We examine the first case, where n = p**8, we'll see that the sum of divisors in this case is a geometric progression, and the sum is 1+p+p**2+...+p**8. If p = 2, sum is 2**9-1 = 511, which is too small, if p = 3... I'll just write a small piece of code to check these values:

(loop for j from 1 to 4 collect
      (loop for i from 1 to 9
        summing (expt j i)))
;=>(9 1022 29523 349524)
So after p = 3, we go out of range (187131).
This means we either have case 2 or we have no solutions.

In case 2, we know that the number is of the form n = p₁² * p₂², or written differently n = (p₁* p₂)², or that it's a square of the product of 2 primes. We know that the sigma function is greater than n+1. Which gives us a search range for p1*p2 of square root of 187131, or approximatively 2..433.

While if you were to search by hand, it would give you results rather soon, I reused some crappy code I wrote some time ago:

(defun seq (n m &optional (k 1))
  (loop for i from n to m by k collect i))

(define-modify-macro set-differencef (&rest args) set-difference)

(defun primes (n)
  (let ((primes (seq 2 n 1)))
    (loop for i in primes
          do (set-differencef primes (rest (seq i n i))))
    (sort primes #'<)))

Now I wrote some terrible, hard-coded code which should have been done using a macro to search for it:

(let ((primes (primes 433))) 
  (dolist (prime1 *primes*)
    (dolist (prime2 *primes*)
      (when (> prime2 prime1)
        (when (= (+
                  1
                  prime1
                  prime2
                  (* prime1 prime2)
                  (* prime1 prime2 prime2)                               
                  (* prime1 prime1 prime2)
                  (* prime1 prime1)
                  (* prime2 prime2)
                  (* prime1 prime1 prime2 prime2))
                 187131)
          (print (* prime1 prime2 prime1 prime2)))))))
And we get the results: 106276 and 165649, which are 2*2*163*163 and 11*11*37*37. Had we have searched by hand, we would have reached the results as well, as p1=2 and p1=11 are rather near.

Looks like someone beat me to it >>6,8, damn.

>>11
It's because you don't have that fresh cuda power

>>1
Is there some interpretation to this problem I am not understanding or is my head dense at the moment?

n is a positive integer and has nine (unique?) divisors.  That is:
a * b * c * d * e * f * g * h * i = n
You can divide n by a...i without remainder.
The sum of the divisors is 187131.  That is:
a + b + c + d + e + f + g + h + i = 187131

Everything I'm reading makes me think something is wrong with that analysis.

>>13
There's nothing to say that the product of the divisors equals n.
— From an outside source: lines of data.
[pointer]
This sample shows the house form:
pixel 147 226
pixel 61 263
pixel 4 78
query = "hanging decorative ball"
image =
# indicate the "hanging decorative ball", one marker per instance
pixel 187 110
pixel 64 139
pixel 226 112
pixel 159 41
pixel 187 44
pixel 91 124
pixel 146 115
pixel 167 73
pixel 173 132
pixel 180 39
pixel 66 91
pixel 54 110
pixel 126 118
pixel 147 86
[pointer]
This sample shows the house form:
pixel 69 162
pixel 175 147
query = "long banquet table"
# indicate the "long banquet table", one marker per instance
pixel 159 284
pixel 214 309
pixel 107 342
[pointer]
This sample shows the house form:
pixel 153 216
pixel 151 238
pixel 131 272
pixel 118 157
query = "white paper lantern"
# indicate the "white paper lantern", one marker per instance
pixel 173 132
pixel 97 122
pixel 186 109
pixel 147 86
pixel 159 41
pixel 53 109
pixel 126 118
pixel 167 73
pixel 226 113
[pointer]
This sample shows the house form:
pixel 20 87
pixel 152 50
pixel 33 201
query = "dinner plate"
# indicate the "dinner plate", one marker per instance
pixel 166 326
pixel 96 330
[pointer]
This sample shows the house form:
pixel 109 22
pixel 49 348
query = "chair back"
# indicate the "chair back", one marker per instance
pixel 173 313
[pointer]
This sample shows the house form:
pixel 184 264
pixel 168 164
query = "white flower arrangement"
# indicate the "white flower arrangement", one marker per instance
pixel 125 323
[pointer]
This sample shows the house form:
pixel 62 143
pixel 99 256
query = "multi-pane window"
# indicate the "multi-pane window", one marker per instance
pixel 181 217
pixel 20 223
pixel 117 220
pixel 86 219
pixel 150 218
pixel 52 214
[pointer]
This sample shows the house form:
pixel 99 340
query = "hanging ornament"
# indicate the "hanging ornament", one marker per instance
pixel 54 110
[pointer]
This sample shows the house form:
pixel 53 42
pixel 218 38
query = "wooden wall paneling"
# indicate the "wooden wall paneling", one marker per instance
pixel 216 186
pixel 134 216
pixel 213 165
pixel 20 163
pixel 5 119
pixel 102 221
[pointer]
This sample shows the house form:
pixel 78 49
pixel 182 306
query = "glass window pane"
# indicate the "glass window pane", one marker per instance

Every number has a unique representation as a product of primes (also known as the fundamental theorem of arithmetic). Given a representation like n = p₁^a₁ * p₂ ^ a₂ * ... * p_k ^ a_k, the divisors are:
p1^m1 * .. * p_k*m_k, where 0 <= m_k <= a_k. And the number of divisors is just (a₁+1)*...*(a_k+1).

>>13
Divisors aren't always factors.

>>15
That is a lie.

>>16
cake

hi there, OP here
ok so it works

now, how can I be sure there's no other positive integer greater than 187131 that could be n?

>>18
the sum of the divisors equals 187131
You better be trolling.

>>19
sorry. I'm retarded.

>>19
That is sad how long it took for someone to see that

>>20
Or are you?

>>19
What's the problem?